I think farm labor would be perfect. Take the unruley city kid and have them manually transplant Vidalia onions for 3 months. If they try to start something I doubt the visa-farm laborers would take a second to beat them to the ground. could even pay them $15/hr subsidized by the government to be paid upon completion of sentence. Any tantrum or loss of crops from the individual can be taken out of their pay.

The problem is that bored young antisocial men have no outlets for constructive behavior in the ghetto. Get them working and put them in a situation where they're isolated from what allows them to misbehave.

That could work - it's basically a short term at hard labor. This being said, there are perverse incentives galore: this shit's profitable. Now you've got not only budding thugs and gangsters but also some poor sap that got busted for shoplifting caught up in this dragnet. As long as they're not working them too hard, giving them enough food and water...as long as it's not some kind of troubled-teen hellhole like Holes with less water and more beatings, it sounds like a good idea. Ideally, the government (and the farmers) would barely break even on the scheme.

I wonder what happened to the petty criminals of our grandfathers' time, who were given the choice between jail and the Army...provided they didn't see combat, were they better off?

I mean sure, that's a thing that seems worth trying, but it'll never happen. Instead politicians will continue pretending the thirteen year old assaulter will get a stern lecture from his parents like it's 1955 until he kills someone, and cops will continue getting frustrated until sombra negra comes to the US, and that'll be significantly worse to the progressive mindset than a few floggings but it's too late to change anything.

I mean. In 1955, in a lot of cities? A White cop could basically get away with murdering that Black 13-year-old. A dropped gun, a statement that the kid had pulled it, and nobody really asks any questions. I'll grant that some of this might have been cops covering up a tragic, honest mistake, of the "I confused a wallet for a pistol" variety, but a hell of a lot was just shooting fleeing people in the back or shooting them for contempt of cop.

Nice, liberal people want their violence hidden; if it just so happens that 13-year-old juvenile delinquents are sometimes never seen or heard from again, and there is a strong suspicion that it is the local police department doing it...people can unfortunately look the other way. And that's a damn shame: frustrated cops as judge, jury, and executioner.

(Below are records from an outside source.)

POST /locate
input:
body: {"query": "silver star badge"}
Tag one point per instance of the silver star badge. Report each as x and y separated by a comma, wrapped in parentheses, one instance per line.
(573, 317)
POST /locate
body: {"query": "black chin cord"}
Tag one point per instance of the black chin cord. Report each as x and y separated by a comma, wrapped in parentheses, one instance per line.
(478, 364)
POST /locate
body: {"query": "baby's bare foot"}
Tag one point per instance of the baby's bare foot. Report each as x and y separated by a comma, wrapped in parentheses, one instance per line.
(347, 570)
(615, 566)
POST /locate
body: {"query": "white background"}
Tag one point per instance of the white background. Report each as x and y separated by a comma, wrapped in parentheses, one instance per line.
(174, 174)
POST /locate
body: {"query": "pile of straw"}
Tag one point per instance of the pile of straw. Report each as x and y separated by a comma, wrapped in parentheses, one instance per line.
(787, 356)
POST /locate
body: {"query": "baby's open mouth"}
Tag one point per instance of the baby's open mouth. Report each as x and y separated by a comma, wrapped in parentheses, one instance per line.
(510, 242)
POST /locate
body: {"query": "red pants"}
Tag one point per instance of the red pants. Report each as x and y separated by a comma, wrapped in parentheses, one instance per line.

Like. Someone is going to want to do something about this problem. The prison-industrial complex is expensive; unlike slavery, a prisoner can't make enough off of making license plates (or whatever it is they have them doing) to pay for what it costs to keep him locked up. Bullets are unfortunately cheap.

Someone mentioned farm labor, and that seems like it wouldn't be a bad idea either. Certainly not if they're with migrant farm workers (instead of other juvenile delinquents). Three months picking strawberries because you carjacked some dude at 13 might get you to straighten up.

EDIT: To be clear, I do not think that extrajudicial killings of criminals are at all a good idea. Nice, liberal people don't like violence, but if it must happen they want it well-hidden; they'd be very much against said extrajudicial killings but could look the other way most of the time, I think. Most of us would've been good Germans. I'll stand by what I think cops could've gotten away with in 1955.

sombra negra

I would have hoped I was in the timeline were we get Batman or The Shadow as our vigilantes.

If El Salvordoran death squads are all thats available it's likely another example of Central Americans taking the jobs of American vigilantes.